Wiki

Default Vector Storage
Default Matrix Storage
BLAS Mode
Cache Size
Vectorization
Sleef
XSIMD
Thresholds
Alignment
Padding
Streaming (Non-Temporal Stores)

Sometimes it is necessary to adapt Blaze to specific requirements. For this purpose Blaze provides several configuration files in the ./blaze/config/ subdirectory, which provide ample opportunity to customize internal settings, behavior, and thresholds. This chapter explains the most important of these configuration files. For a complete overview of all customization opportunities, please go to the configuration files in the ./blaze/config/ subdirectory or see the complete Blaze documentation.

Default Vector Storage

The Blaze default is that all vectors are created as column vectors (if not specified explicitly):

blaze::StaticVector<double,3UL> x;  // Creates a 3-dimensional static column vector

The header file ./blaze/config/TransposeFlag.h allows the configuration of the default vector storage (i.e. the default transpose flag) of all vectors within the Blaze library. The default transpose flag is specified via the BLAZE_DEFAULT_TRANSPOSE_FLAG macro:

#define BLAZE_DEFAULT_TRANSPOSE_FLAG blaze::columnVector

Alternatively the default transpose flag can be specified via command line or by defining this symbol manually before including any Blaze header file:

g++ ... -DBLAZE_DEFAULT_TRANSPOSE_FLAG=blaze::columnVector ...

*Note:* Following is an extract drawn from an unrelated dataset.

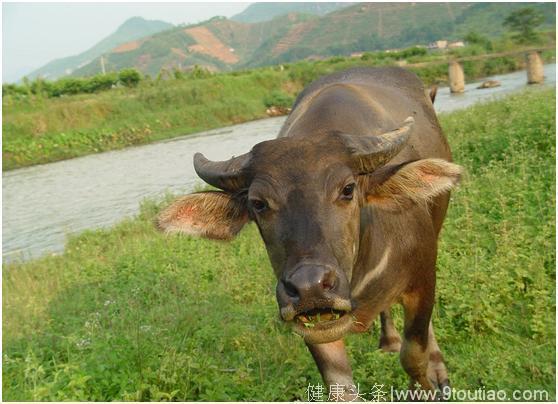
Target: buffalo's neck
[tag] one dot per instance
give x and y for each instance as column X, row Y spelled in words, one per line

#define BLAZE_DEFAULT_TRANSPOSE_FLAG blaze::columnVector
#include <blaze/Blaze.h>

Valid settings for BLAZE_DEFAULT_TRANSPOSE_FLAG are blaze::rowVector and blaze::columnVector.

Default Matrix Storage

Matrices are by default created as row-major matrices:

blaze::StaticMatrix<double,3UL,3UL>  A;  // Creates a 3x3 row-major matrix

The header file ./blaze/config/StorageOrder.h allows the configuration of the default matrix storage order. Via the BLAZE_DEFAULT_STORAGE_ORDER macro the default storage order for all matrices of the Blaze library can be specified.

#define BLAZE_DEFAULT_STORAGE_ORDER blaze::rowMajor

Alternatively the default storage order can be specified via command line or by defining this symbol manually before including any Blaze header file:

g++ ... -DBLAZE_DEFAULT_STORAGE_ORDER=blaze::rowMajor ...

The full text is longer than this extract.